We are on about 80 so far


----------



## connor 1213 (Apr 6, 2009)

SNAKEWISPERA said:


> We are on about 80 so far



thats quite alot lol


i take it your rich lol


----------



## SNAKEWISPERA (Aug 27, 2007)

connor 1213 said:


> thats quite alot lol
> 
> 
> i take it your rich lol


Yep, Super rich.: victory:


----------



## kaimarion (Dec 31, 2007)

So far I've had 31 this year .


----------



## connor 1213 (Apr 6, 2009)

kaimarion said:


> So far I've had 31 this year .


what species?


----------



## R3PTIL1AN (Jun 27, 2010)

12 corn
22 carpets
18 GTP
and about 26 boa babys :no1:

TOTAL: 78 woop woop


----------



## eddygecko (Feb 14, 2007)

4. All yet to hatch, taking soooo long!


----------



## fishboy (Aug 7, 2007)

9, due to hatch next week. :2thumb:


----------



## radicaldave (Sep 25, 2009)

Not done much breeding this year as im changing breeding plans / stock.

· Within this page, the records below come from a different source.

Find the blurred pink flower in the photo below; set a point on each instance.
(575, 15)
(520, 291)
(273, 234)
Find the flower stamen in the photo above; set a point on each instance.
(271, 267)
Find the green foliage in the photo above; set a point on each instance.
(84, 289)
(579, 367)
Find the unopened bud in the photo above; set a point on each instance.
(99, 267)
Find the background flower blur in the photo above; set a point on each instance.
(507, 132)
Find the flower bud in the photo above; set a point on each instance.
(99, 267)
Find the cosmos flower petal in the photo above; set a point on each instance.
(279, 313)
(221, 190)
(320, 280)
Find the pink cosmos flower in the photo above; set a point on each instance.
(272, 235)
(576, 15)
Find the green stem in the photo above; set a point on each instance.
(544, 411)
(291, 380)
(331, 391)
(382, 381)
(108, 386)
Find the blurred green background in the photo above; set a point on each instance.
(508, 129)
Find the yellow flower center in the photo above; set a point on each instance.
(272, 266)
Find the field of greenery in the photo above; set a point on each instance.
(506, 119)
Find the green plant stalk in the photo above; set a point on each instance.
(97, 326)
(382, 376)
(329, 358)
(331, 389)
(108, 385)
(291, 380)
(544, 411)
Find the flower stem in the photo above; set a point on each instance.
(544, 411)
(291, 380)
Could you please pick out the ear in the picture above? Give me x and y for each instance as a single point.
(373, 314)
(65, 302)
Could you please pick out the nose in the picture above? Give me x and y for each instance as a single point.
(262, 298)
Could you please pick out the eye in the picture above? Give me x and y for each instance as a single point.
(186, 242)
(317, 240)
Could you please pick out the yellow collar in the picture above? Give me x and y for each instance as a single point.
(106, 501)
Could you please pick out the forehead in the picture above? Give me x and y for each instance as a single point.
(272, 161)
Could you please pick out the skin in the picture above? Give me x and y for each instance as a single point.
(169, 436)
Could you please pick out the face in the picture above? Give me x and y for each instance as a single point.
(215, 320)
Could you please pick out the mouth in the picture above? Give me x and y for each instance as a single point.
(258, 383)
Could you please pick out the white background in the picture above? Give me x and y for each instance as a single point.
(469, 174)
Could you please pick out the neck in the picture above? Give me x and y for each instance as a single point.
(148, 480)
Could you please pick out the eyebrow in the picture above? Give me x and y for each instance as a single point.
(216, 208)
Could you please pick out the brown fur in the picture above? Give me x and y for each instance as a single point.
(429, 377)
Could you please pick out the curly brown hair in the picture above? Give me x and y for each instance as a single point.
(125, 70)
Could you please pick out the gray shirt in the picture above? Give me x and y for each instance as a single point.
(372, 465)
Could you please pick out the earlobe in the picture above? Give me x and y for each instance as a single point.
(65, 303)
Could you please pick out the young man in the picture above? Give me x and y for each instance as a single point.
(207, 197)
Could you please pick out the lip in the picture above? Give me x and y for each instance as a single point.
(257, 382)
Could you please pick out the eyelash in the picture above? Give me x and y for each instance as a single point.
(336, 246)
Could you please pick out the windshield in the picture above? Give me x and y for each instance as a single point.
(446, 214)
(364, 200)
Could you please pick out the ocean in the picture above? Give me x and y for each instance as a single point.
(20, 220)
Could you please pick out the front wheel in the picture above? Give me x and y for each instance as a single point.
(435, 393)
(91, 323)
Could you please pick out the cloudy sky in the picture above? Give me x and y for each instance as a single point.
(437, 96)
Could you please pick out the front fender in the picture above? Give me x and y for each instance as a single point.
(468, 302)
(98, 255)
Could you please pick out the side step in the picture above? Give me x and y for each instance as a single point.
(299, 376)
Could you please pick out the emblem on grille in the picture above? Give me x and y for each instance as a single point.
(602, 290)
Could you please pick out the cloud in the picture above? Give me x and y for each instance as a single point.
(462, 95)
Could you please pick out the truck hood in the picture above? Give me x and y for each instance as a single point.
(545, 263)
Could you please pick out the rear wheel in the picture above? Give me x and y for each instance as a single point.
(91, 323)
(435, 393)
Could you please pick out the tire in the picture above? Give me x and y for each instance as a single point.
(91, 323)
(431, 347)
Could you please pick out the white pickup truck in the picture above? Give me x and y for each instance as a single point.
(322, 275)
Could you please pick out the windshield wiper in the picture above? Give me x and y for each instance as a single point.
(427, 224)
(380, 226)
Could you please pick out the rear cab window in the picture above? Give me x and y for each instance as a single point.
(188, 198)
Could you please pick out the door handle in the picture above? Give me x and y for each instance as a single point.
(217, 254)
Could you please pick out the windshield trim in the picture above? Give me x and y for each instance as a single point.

30 corn eggs - 6 just out more heads pipping.


----------



## kaimarion (Dec 31, 2007)

connor 1213 said:


> what species?


Only leos at the moment still hoping for some royal and BD eggs.
Just got another 2 eggs and found another 2 have just hatched .


----------



## Gemstone Dragons (Jul 29, 2009)

I have 35 beardie eggs and 1 crestie egg not yet hatched.


----------



## vetdebbie (Jan 4, 2008)

I think we had about 250, but a few have hatched and another couple laid, so no idea any more!


----------



## emma90 (Jan 28, 2010)

2 leo eggs, only breed two females as its my first time breeding. looks like only one of them did the deed though.


----------



## snakewhisperer (Nov 13, 2009)

14 grey rat snake eggs that started hatching this morning after only 50 days!


----------



## andy123 (Oct 23, 2008)

28 corn eggs which all went bad, first time mom
23 corn eggs about 8have gone bad
4 cresty eggs + 2 hatchlings: victory:


----------



## jonodrama (May 7, 2009)

3 leo eggs cooking----high-yellow x normal

chuffed to bits if they hatch..never bred anything apart from stick insects when i was 7 oh and my son:whistling2:


----------



## Alon93 (Jul 5, 2010)

First year breeding something, 2 eggs from leopard geckos and 7 from my female tortoise.


----------



## RepBex (Jan 17, 2008)

12 five of which have hatched :mf_dribble:


----------



## kettykev (May 15, 2009)

12 normal corns
11 normal Bulls (9 slugs earlier in year)


----------



## Zoo-Man (Apr 12, 2008)

Currently 7 Horsfield Tortoise eggs from 2 of my females, with 2 more females to lay :2thumb:


----------



## Naughty2nice (Apr 16, 2009)

13 corn eggs (5 went bad so 8 left)


----------